Published:October 12, 2020DOI:https://doi.org/10.1016/j.bjoms.2020.08.119

      Abstract

      The purpose of this study was to benchmark the unscheduled postoperative return to theatre rate (URTT) of patients undergoing head and neck surgery with free tissue transfer in a UK setting, and identify opportunities for quality improvement. Between August 2009 and June 2019, data on 1000 patients undergoing surgery in a single institution were prospectively assembled, and the electronic healthcare records of all patients scrutinised to obtain data on putative predictive factors.
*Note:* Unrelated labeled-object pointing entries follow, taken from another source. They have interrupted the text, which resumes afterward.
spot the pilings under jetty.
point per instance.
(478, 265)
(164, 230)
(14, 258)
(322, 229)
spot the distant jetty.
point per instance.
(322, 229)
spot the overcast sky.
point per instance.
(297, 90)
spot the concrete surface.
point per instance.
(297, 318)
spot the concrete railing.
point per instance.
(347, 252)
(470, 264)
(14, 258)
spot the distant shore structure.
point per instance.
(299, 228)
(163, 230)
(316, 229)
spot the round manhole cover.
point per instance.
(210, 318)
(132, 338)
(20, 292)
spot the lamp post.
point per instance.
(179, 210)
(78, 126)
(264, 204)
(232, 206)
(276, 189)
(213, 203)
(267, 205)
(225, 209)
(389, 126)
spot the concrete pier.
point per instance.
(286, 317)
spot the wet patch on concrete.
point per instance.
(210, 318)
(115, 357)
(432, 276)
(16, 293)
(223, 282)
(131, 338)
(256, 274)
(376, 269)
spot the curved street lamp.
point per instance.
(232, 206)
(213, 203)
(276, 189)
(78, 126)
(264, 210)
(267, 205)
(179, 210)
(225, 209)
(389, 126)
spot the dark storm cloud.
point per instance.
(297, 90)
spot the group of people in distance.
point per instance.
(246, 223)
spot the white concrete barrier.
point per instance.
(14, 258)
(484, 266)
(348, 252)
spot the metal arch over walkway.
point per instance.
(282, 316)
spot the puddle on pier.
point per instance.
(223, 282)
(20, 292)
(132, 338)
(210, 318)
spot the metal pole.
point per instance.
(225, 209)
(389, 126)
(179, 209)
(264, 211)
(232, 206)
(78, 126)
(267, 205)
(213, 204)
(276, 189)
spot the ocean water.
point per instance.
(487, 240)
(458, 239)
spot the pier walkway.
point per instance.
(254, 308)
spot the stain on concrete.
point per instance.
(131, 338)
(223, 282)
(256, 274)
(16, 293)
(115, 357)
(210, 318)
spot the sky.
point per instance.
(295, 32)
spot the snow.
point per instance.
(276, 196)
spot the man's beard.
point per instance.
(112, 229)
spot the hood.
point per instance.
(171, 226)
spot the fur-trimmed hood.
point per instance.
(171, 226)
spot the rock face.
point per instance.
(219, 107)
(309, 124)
Categorical factors were analysed with the chi squared test, and continuous variables with the t test or Mann-Whitney U test, as appropriate. Multivariate logistic regression was used to identify independent predictive variables and to determine the predictive value of the final model. Of the 1000 patients 26.5% had one or more URTT, and 4.6% experienced flap failure with a 1% perioperative mortality. Failure of primary healing at the flap to mucosal interface with leakage of whole saliva into the neck wound was the single most prevalent problem (15.4%) followed by flap salvage procedures (7.4%). Independent predictive variables of URTT were perioperative transfusion, duration of procedure, requirement for tracheostomy, and previous radiotherapy to the head and neck. The C-index was weak (0.61) for this model. URTT substantially increased the duration of hospital stay. It is a poor experience for patients, and is associated with increased healthcare costs. It potentially disrupts the flow of care to other patients, and may be associated with a delay to required adjuvant therapy. Quality improvement initiatives should focus on optimising the probability of primary healing at the flap to mucosal interface, and reducing the number of flap salvage procedures.